L’impegno per la salvaguardia del mare è sempre stato ovvio per lei?
Pierre Frolla: È stato mio padre, che mi ha introdotto alla pesca subacquea e all’immersione in apnea, a insegnarmi a proteggere l’ambiente in cui vivevo. Sono nato nel 1975, in un’epoca in cui il mare era molto inquinato a seguito di decenni di scarichi industriali in tutti i mari del mondo, e soprattutto nel Mediterraneo. Si parla anche di sversamenti smisurati di olio combustibile, gasolio e sentine di navi. Tutto ciò non avviene più da oltre vent’anni. L’accordo RAMOGE in particolare, ratificato nel 1976 tra Francia, Italia e Principato di Monaco, ha posto fine a tutto questo. L’impulso è nato su iniziativa del Principe Ranieri.
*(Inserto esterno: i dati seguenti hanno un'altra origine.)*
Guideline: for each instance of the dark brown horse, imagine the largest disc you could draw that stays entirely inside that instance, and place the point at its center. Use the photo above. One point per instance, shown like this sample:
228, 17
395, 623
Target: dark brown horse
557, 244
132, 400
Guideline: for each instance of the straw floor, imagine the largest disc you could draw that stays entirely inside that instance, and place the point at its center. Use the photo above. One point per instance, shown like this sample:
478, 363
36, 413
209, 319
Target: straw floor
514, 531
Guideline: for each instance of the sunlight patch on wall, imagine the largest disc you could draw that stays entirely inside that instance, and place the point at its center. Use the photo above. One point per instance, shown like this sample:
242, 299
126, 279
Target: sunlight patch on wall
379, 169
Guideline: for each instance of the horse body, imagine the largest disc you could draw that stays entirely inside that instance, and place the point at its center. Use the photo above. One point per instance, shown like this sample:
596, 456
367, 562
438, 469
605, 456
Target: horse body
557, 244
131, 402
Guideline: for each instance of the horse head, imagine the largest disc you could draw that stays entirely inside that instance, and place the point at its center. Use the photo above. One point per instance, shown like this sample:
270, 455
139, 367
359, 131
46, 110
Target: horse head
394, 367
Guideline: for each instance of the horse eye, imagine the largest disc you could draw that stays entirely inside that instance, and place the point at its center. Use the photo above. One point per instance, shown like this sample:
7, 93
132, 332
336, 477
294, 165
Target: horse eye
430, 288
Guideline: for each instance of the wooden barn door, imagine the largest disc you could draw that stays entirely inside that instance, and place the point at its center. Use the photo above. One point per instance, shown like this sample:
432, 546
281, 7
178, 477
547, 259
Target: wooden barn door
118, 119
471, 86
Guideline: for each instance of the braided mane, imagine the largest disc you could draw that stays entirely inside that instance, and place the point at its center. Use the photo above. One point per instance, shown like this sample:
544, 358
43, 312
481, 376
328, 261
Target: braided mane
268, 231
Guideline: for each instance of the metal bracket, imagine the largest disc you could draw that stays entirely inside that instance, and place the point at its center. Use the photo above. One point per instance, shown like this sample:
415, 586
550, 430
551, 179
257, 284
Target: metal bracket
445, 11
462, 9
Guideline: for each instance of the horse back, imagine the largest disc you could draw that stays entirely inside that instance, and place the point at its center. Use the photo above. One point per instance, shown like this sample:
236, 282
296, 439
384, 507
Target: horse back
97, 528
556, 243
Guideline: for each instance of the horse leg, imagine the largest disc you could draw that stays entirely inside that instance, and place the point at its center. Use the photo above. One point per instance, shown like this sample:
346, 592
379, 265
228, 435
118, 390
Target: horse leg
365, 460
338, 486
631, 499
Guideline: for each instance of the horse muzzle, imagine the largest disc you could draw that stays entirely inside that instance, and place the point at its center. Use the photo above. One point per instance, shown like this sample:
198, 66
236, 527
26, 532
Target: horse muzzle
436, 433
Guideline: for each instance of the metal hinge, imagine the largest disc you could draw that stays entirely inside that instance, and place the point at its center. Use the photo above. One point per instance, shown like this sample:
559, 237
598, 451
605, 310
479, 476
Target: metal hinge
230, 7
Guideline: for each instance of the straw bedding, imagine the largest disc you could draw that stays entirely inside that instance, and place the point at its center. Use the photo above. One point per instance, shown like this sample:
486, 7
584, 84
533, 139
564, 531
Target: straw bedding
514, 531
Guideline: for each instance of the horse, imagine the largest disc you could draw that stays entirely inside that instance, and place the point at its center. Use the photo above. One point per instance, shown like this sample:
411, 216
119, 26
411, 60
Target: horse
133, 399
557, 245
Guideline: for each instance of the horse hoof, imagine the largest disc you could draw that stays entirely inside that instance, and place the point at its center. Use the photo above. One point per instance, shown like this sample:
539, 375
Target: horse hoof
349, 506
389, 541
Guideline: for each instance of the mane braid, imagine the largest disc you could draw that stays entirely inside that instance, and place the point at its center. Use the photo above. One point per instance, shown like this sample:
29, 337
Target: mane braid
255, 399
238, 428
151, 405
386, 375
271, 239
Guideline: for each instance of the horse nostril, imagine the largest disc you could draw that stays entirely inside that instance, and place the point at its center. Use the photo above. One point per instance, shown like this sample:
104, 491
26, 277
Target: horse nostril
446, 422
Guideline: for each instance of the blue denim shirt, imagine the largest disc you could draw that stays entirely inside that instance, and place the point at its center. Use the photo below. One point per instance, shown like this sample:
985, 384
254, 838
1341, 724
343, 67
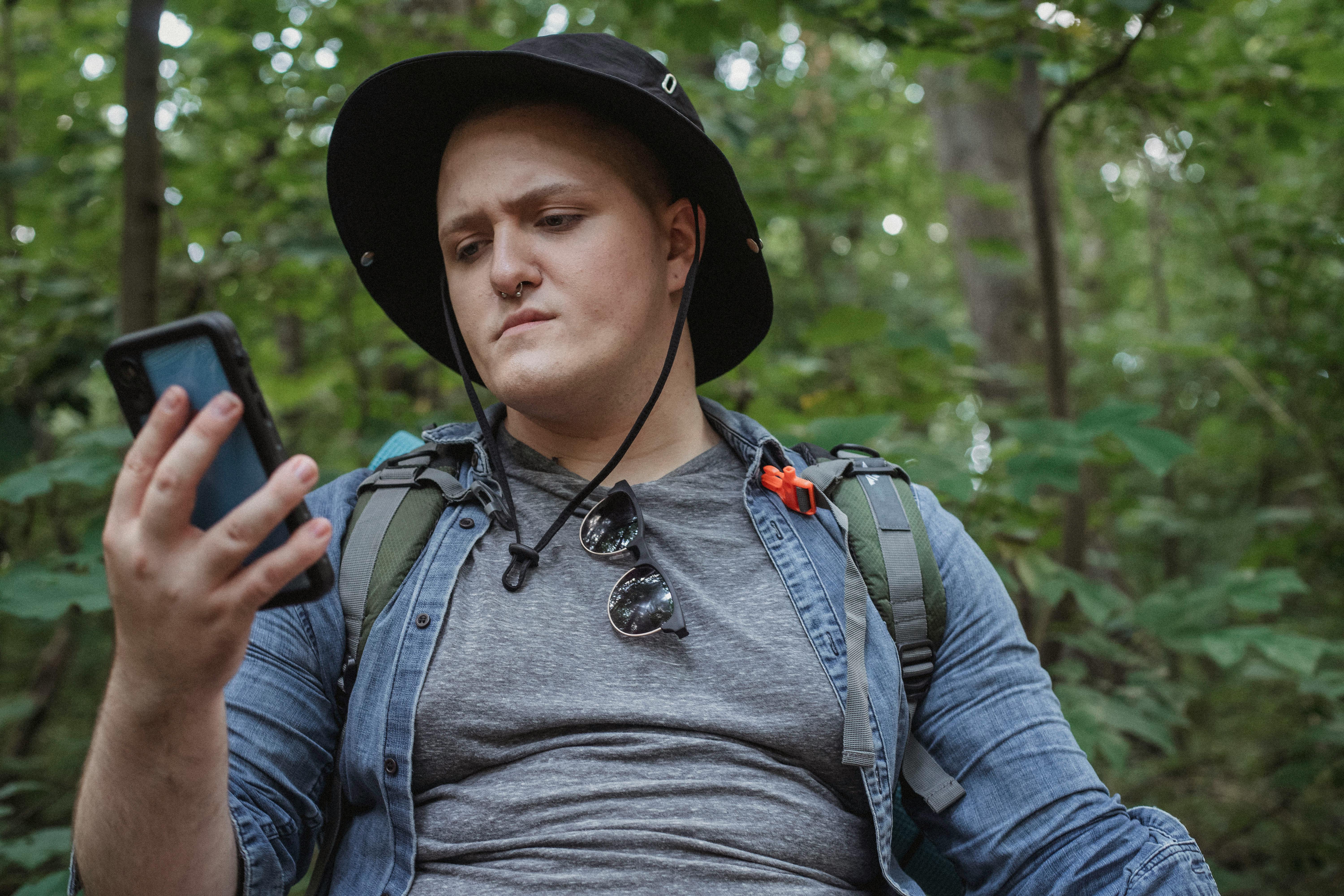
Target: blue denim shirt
1036, 820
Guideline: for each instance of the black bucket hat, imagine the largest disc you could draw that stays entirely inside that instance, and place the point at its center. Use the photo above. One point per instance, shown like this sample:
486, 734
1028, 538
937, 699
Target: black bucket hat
385, 154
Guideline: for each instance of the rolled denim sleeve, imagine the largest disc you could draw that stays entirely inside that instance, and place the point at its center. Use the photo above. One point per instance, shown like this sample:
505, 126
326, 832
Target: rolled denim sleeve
1036, 819
283, 723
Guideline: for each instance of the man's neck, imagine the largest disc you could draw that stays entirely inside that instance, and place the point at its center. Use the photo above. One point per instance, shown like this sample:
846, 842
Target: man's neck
675, 433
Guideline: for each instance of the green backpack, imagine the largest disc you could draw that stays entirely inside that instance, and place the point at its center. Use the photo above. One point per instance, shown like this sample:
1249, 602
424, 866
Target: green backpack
890, 563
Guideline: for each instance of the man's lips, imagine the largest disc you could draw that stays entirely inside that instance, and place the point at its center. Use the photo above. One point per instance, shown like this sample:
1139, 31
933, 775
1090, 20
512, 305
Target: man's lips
525, 319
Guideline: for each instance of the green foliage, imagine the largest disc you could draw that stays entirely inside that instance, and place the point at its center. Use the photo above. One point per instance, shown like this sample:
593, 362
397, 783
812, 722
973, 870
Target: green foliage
1198, 655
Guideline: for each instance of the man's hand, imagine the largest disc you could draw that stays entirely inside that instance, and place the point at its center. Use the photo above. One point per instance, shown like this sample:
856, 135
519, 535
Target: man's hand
153, 815
183, 609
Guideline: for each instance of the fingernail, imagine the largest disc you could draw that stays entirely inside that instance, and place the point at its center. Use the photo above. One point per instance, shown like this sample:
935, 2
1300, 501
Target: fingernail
304, 469
225, 405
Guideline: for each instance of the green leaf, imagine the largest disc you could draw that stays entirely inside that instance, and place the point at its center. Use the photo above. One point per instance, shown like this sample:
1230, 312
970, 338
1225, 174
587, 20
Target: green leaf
1029, 472
989, 10
13, 710
1329, 683
1295, 652
54, 885
1154, 448
112, 439
93, 471
32, 851
1116, 416
1299, 653
1099, 601
36, 590
845, 326
1095, 644
1226, 648
932, 338
1042, 577
1261, 592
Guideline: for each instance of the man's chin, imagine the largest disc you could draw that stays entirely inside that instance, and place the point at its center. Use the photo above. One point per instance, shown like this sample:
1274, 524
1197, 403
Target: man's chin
545, 389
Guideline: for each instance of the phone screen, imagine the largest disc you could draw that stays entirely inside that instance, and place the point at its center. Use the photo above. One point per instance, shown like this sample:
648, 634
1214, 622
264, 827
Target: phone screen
237, 471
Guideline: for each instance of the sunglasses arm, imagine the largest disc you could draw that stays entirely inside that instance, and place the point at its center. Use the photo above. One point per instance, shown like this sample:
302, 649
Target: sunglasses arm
675, 624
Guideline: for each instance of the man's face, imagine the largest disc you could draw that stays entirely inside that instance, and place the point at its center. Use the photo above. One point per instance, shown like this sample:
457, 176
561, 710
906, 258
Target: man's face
544, 197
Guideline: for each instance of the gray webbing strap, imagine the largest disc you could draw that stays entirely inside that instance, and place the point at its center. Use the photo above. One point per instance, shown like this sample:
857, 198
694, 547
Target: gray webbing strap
357, 563
858, 730
898, 554
928, 778
905, 584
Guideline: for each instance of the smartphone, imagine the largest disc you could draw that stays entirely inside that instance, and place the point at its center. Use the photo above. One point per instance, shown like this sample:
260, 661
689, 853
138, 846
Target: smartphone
205, 357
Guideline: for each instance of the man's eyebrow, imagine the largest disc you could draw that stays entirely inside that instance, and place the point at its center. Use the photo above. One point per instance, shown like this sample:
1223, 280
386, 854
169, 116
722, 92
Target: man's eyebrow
530, 198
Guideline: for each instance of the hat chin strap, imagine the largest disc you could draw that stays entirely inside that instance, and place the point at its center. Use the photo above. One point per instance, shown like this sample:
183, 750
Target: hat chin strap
525, 558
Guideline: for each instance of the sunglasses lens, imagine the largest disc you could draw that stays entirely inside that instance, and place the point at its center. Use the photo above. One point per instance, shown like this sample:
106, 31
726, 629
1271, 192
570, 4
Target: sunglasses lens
612, 526
640, 602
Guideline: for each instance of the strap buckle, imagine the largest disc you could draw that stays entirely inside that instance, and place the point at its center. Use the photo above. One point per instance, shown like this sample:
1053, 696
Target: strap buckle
489, 492
916, 668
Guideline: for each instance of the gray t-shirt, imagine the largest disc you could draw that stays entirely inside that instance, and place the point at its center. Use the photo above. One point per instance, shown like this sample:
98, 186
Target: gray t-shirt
556, 756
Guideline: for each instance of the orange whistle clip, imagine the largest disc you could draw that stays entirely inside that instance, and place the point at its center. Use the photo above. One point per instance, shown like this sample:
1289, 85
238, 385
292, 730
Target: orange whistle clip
796, 492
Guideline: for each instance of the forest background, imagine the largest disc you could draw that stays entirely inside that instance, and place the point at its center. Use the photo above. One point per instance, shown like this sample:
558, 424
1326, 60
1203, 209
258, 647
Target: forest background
1079, 268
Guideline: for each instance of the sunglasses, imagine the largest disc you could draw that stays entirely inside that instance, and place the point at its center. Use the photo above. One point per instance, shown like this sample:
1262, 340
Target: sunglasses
642, 601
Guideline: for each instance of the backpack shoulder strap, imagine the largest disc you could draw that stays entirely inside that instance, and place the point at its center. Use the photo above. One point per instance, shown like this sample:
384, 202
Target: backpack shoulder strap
890, 545
394, 516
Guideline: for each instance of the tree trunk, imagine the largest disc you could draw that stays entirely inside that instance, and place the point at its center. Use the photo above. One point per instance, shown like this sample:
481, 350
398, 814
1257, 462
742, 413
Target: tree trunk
1162, 304
52, 670
142, 171
980, 144
290, 339
9, 148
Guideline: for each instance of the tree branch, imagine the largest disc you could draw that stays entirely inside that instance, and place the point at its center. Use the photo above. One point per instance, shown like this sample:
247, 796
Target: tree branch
1075, 89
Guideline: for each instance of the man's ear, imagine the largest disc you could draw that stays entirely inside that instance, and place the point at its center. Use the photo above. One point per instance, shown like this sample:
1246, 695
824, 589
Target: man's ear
681, 230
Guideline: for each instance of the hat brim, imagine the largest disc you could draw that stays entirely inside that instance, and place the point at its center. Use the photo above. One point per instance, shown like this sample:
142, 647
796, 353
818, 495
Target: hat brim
382, 177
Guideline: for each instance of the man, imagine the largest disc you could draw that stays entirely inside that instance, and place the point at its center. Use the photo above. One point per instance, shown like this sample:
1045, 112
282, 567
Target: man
502, 735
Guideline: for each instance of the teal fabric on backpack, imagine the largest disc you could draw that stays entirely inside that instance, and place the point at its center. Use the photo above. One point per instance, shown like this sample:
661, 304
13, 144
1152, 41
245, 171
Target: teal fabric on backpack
400, 443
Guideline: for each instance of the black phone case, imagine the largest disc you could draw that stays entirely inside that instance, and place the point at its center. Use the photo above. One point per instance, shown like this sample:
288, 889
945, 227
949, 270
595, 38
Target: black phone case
136, 397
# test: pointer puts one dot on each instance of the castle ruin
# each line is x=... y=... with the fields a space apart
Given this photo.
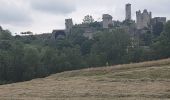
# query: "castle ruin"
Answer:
x=143 y=20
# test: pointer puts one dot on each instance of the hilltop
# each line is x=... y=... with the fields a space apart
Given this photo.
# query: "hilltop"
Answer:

Quest’anno lei è ambasciatore del programma The Sea is Green lanciato da Monte-Carlo Société des Bains de Mer: cosa l’ha attratta di questa grande campagna?
Pierre Frolla: Da un lato, sia io sia l’azienda siamo monegaschi, facciamo parte dello stesso Paese, il che rende la partnership particolarmente significativa. L’approccio di Monte-Carlo Société des Bains de Mer è molto intelligente e interessante: unire la causa ambientale, ecologica, umana e civica al mondo del lusso. Alla fine, il lusso, quello vero, consiste nel poter fare cose importanti. È il tempo, la capacità di fare scelte in linea con i propri valori. E poi mi è piaciuto il modo in cui il Gruppo affronta la questione: stimolando il personale dell’azienda a portare avanti azioni. Per me la cosa più importante è che tutti aderiscano a delle idee, a una visione comune e a dei valori.
In che modo parteciperà al programma The Sea is Green?
Pierre Frolla: L’obiettivo del mio intervento è condividere la mia esperienza, perché ho una vita che può far sognare e che racconta cose belle. Questo mi consentirà di parlare dei miei viaggi e incontri culturali in occasione di conferenze e tavole rotonde con tutti gli attori dell’azienda.
Lei farà anche un’immersione al largo del Monte-Carlo Beach insieme ad alcuni volontari. Può darci i dettagli?
Pierre Frolla: Farò scoprire il mio mondo attraverso un’immersione nella diga della barriera corallina, che è un ponte ecologico per la schiusa di microrganismi e piccoli animali. Parlarne è positivo, ma prendere per mano le persone e condurle a vedere le cose con i propri occhi è meglio.